- The paper presents a novel deep complex convolution recurrent network (DCCRN) that integrates complex-valued layers for accurate modeling of both magnitude and phase.
- It combines convolutional encoder-decoders with complex LSTM layers to effectively capture temporal dependencies and separate speech from noise, achieving high PESQ scores.
- The model uses a complex ratio mask approach with SI-SNR loss, demonstrating competitive performance and low computational complexity in real-world noisy conditions.
DCCRN: Deep Complex Convolution Recurrent Network for Phase-Aware Speech Enhancement
The paper "DCCRN: Deep Complex Convolution Recurrent Network for Phase-Aware Speech Enhancement" introduces the Deep Complex Convolution Recurrent Network (DCCRN), specifically designed for single-channel speech enhancement. DCCRN aims to improve the perceptual quality and intelligibility of speech by leveraging complex-valued operations in both convolutional and recurrence-based architectures.
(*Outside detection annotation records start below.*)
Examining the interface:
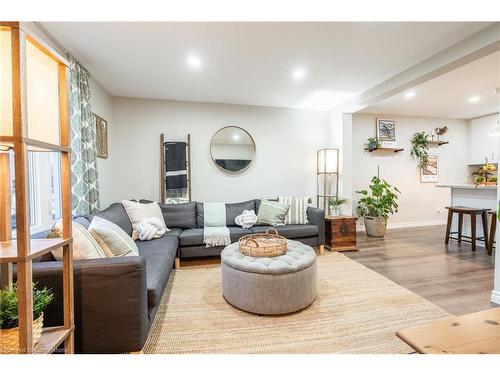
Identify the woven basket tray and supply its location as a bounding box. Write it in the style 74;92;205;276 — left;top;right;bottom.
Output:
239;228;287;257
0;313;43;354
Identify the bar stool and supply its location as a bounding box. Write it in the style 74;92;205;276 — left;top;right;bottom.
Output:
444;206;489;251
488;211;497;255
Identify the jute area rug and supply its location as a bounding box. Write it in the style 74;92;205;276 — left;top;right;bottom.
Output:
144;253;450;354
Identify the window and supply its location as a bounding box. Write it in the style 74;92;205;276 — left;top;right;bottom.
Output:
10;151;61;237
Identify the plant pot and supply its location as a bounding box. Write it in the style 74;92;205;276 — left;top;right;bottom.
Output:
0;313;43;354
365;216;387;237
330;206;340;216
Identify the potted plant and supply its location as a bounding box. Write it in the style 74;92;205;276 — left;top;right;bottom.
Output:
366;137;381;151
328;197;348;216
410;132;429;169
0;284;54;353
356;176;400;237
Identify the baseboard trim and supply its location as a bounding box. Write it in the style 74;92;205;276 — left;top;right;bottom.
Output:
491;290;500;305
356;219;446;231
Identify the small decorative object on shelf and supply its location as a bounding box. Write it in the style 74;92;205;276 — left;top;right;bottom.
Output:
433;126;448;142
356;176;400;237
366;137;382;151
239;228;287;257
472;158;497;185
325;216;358;251
0;284;54;354
410;132;429;169
328;197;349;216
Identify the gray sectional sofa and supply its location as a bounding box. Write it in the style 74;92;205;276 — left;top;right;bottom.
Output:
28;200;325;353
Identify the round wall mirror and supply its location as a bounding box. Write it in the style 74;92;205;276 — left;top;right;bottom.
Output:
210;126;255;172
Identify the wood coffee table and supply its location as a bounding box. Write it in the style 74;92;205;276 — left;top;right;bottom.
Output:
396;307;500;354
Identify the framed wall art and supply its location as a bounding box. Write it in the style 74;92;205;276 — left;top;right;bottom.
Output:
420;154;439;182
377;118;396;147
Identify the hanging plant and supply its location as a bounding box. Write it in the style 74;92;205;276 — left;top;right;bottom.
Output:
410;132;429;168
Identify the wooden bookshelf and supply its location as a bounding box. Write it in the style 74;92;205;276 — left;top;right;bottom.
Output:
0;22;74;354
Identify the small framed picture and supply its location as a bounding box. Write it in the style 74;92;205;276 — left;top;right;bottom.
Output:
420;154;439;182
94;113;108;159
377;118;396;147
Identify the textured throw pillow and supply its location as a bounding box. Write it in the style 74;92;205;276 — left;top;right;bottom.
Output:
89;216;139;257
257;201;290;226
122;200;167;240
49;220;106;260
278;197;309;224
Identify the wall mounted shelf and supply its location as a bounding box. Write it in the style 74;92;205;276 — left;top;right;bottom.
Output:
365;147;404;153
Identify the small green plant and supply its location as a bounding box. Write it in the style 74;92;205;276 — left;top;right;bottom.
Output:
356;176;401;219
410;132;429;169
0;283;54;329
366;137;382;150
328;197;349;207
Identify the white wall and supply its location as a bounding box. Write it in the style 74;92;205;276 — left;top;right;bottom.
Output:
89;78;114;208
352;114;469;227
99;98;328;205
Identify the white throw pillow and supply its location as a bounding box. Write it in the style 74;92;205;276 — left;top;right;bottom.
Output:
122;200;168;240
52;220;106;260
89;216;139;257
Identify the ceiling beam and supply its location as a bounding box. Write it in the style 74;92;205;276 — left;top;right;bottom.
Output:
332;22;500;113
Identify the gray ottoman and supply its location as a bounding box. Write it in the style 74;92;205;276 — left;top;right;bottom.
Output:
221;240;317;315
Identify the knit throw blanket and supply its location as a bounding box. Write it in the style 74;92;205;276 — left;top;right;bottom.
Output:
203;203;231;247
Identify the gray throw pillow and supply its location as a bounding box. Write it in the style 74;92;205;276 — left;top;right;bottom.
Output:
257;201;290;226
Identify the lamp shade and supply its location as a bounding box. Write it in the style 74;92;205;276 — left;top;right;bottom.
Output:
317;148;339;173
0;27;13;136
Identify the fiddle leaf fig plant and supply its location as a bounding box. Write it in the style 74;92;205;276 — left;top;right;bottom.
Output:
410;132;429;168
356;176;400;219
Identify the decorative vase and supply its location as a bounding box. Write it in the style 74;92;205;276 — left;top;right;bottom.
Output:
330;206;340;216
0;313;43;354
365;216;387;238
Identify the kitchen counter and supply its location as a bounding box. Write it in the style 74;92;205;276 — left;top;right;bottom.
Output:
436;184;498;239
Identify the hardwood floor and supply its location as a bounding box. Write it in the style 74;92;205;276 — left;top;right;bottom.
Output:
343;226;495;315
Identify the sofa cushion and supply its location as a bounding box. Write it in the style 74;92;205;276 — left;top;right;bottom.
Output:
139;199;196;228
250;224;318;239
179;227;252;247
136;236;179;308
196;199;255;228
86;203;132;236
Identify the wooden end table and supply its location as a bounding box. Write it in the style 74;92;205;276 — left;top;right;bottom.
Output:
396;307;500;354
325;216;358;251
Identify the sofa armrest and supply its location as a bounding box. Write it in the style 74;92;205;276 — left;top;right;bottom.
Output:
33;256;150;353
307;206;325;245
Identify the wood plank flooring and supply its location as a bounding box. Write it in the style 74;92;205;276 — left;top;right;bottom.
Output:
343;226;495;315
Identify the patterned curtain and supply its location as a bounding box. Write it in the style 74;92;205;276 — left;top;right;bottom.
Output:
67;53;99;216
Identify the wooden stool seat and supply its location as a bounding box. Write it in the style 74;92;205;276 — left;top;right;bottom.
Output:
445;206;489;251
487;211;497;255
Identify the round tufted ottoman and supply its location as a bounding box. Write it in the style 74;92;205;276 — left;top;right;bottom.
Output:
221;240;317;315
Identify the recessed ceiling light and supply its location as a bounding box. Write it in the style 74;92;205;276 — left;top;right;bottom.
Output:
292;68;306;81
187;55;201;69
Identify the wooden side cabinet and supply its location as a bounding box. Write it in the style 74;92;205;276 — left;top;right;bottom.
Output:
325;216;358;251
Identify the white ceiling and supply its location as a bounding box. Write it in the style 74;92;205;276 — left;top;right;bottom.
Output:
360;52;500;119
41;22;490;109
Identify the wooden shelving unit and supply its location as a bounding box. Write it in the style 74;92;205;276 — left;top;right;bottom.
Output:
0;22;74;354
429;141;450;146
365;147;404;153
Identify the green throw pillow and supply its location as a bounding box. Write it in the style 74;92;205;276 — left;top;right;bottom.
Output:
257;201;290;226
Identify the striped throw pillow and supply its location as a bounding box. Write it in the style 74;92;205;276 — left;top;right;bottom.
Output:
278;197;309;224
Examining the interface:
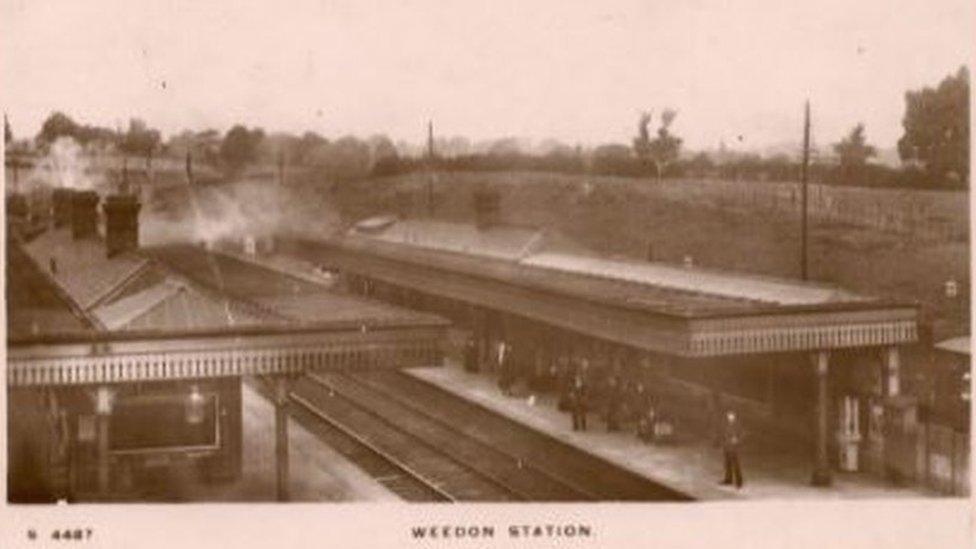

Introduction to Speech Enhancement Challenges
Speech enhancement is crucial for improving the quality and intelligibility of speech signals, especially when they are corrupted by noise. This task is particularly significant for applications like automatic speech recognition (ASR), where noise can lead to performance degradation. Traditional time-frequency (TF) based methods focus on estimating TF-masks or speech spectrums but often neglect phase information, which can limit the effectiveness of the enhancement process.
DCCRN Architecture
The proposed DCCRN combines the strengths of convolutional encoder-decoders (CED) and long short-term memory (LSTM) networks to effectively process complex-valued spectrograms. This approach allows both the convolutional and recurrent layers to use complex-valued operations, which are crucial for handling phase information in speech signals.
Figure 1: DCCRN network.
Complex Convolution and Recurrent Network
The DCCRN architecture employs complex convolutional layers as part of its encoder and decoder modules. These layers consist of complex-valued filters and use complex batch normalization, adhering to complex multiplication rules. This enables more accurate modeling of the correlation between the magnitude and phase of speech signals.

Figure 2: Complex module.
Integrating LSTM
Additionally, DCCRN utilizes complex LSTM layers to capture temporal dependencies, enhancing its capability to separate speech from noise efficiently. The integration of these complex-valued LSTMs is essential for improving the network's performance on both magnitude and phase components of speech.
Training Targets and Loss Function
DCCRN is trained using the complex ratio mask (CRM) approach, which reconstructs speech by enhancing real and imaginary components jointly. The network is optimized using a signal approximation (SA) loss, specifically the scale-invariant signal-to-noise ratio (SI-SNR), which has become a favored metric over traditional mean square error (MSE) due to its robustness in evaluating enhancement performance.
Experimental Results
The paper reports comprehensive experiments conducted on simulated datasets from WSJ0 and real-world data from the Interspeech 2020 DNS Challenge. The results demonstrate that DCCRN achieves higher Perceptual Evaluation of Speech Quality (PESQ) scores compared to baseline models, including LSTM and CRN.
On the DNS Challenge dataset, DCCRN models, with only 3.7 million parameters, showed competitive performance relative to other state-of-the-art networks, while maintaining lower computational complexity. Notably, the DCCRN model achieved the best Mean Opinion Score (MOS) in real-time track evaluations.
Conclusion
The DCCRN model represents a significant advancement in complex-valued speech enhancement networks. By efficiently integrating complex convolutional and recurrent layers, DCCRN addresses both magnitude and phase modeling, leading to improved performance. Future work may focus on deploying DCCRN in resource-constrained environments, enhancing speech quality in reverberant conditions, or further optimizing its structure for edge devices.